It was your chance to be heard on the controversial "Put Parents In Charge Act", the governor's plan to offer tax credits to low- and middle-income families to send their children to another public school, a private school or home school. A House subcommittee studying the bill held a public hearing Wednesday afternoon that lasted more than three hours.
But how much of the public was actually heard is debatable. Almost all of the 36 people signed up to speak, 18 on each side, were elected officials or members of groups organized to support or oppose the bill.
The governor made a surprise appearance to push for his own plan, saying market forces would improve the public schools. "It is what we have come to expect as the American way of doing things," Gov. Mark Sanford told the House subcommittee. "Competition is core to the way we do everything else in our society."
State education superintendent Inez Tenenbaum spoke out forcefully against the bill, though, saying it would hurt public schools, not help them. "I know I speak for hundreds of thousands of public education supporters across the state when I urge you to send this legislation back to the out-of-state interests that brought it here in the first place," she said.
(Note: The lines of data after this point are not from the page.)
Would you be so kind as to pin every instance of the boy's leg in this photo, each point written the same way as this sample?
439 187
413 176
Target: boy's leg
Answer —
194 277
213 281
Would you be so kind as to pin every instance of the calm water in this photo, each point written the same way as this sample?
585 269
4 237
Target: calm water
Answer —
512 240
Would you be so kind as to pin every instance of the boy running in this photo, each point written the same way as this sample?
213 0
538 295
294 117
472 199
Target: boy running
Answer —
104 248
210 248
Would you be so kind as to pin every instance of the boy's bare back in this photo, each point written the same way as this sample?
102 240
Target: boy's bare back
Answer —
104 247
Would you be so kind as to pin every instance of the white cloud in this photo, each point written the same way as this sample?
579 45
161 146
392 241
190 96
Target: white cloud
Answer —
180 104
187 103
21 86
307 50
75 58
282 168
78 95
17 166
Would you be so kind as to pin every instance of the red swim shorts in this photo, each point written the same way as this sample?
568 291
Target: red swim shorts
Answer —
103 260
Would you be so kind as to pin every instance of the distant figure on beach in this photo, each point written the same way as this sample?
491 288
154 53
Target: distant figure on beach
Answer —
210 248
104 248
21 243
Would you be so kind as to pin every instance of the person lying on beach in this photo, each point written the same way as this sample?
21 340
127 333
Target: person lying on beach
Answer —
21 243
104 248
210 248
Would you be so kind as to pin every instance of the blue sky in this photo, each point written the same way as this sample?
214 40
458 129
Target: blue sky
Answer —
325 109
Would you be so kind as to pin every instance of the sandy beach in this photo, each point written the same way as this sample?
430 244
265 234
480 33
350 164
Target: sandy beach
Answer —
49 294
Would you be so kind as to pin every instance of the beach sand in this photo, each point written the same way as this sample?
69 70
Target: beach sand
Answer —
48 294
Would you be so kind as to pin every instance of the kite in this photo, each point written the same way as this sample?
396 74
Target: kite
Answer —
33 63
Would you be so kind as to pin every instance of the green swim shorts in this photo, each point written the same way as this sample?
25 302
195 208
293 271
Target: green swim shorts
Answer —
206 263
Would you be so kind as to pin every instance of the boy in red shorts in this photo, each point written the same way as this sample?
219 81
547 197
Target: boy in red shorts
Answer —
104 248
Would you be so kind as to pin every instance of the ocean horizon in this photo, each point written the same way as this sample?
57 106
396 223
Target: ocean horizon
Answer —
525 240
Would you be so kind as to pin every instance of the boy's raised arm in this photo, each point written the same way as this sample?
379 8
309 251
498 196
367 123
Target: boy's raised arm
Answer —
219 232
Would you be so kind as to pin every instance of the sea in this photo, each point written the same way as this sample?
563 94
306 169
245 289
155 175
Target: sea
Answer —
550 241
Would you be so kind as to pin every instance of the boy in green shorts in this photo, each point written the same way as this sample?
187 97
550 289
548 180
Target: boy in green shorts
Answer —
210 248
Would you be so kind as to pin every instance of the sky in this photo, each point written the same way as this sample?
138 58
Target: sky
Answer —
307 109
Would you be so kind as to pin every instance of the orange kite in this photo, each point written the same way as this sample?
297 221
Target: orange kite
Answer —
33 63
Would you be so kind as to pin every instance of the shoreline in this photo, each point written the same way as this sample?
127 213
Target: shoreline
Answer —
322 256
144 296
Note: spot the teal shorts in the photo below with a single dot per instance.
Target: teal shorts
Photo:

It went back and forth like that all afternoon, a bill opponent speaking against it followed by a supporter speaking in favor of it.
Opponents also gave the committee petitions signed by nearly 3,500 teachers from across the state who oppose the bill.
The subcommittee could vote on the plan as early as Thursday, sending it to the full Ways and Means committee. That's where it's expected to get a real fight, and may not have the votes needed to come out of committee.